If the relationship between cats within the home is flawed, then, rather than one group, there may be two or more factions coexisting within the home. They may have little tolerance for each other. Most domestic cat groups are of mixed gender and are not actively engaged in mutual kitten rearing, so that there is no positive reason for the cats to coexist other than their own individual social preferences and affiliations. The continued function of the group is highly dependent on whether present resources are plentiful enough to maintain the whole group without competition. Within domestic cat groups sharing a home it is possible to identify patterns of interaction by analysing greeting, affiliative and aggressive behaviour between cats [see example diagram].

SOCIAL GROUPS

Groups can contain several types of individuals and sub-groups:

Cliques or Factions: groups or 3 or more cats that show greeting and other affiliative behaviour towards each other, but may be aggressive to other members of the domestic group.

Pairs: Pairs of cats, often littermates, that greet and show affiliative behaviour towards each other.

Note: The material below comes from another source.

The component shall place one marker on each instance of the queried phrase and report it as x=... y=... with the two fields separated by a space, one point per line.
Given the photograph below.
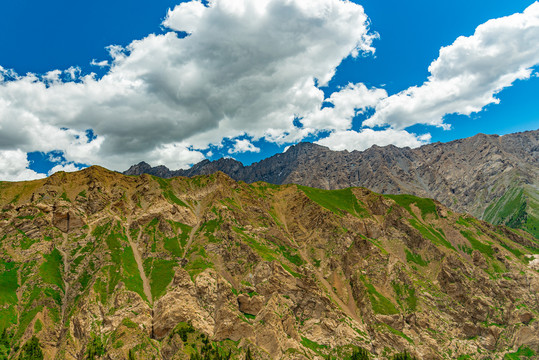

Social facilitators: These cats will often offer and receive greetings and affiliative behaviour with cats from several factions or cliques. They may also associate with other cats outside the group and serve to maintain group odour between individuals and sub-groups that rarely interact directly with each other.

Satellite individuals: These offer and receive little or no greeting or affiliative behaviour with the other cats in the home. They may be involved in minor or passive aggressive incidents with other cats in the group, often as the recipient of threat.

Despots: These individuals may deliberately monopolise resources and create opportunities to intimidate other cats in, and outside the home.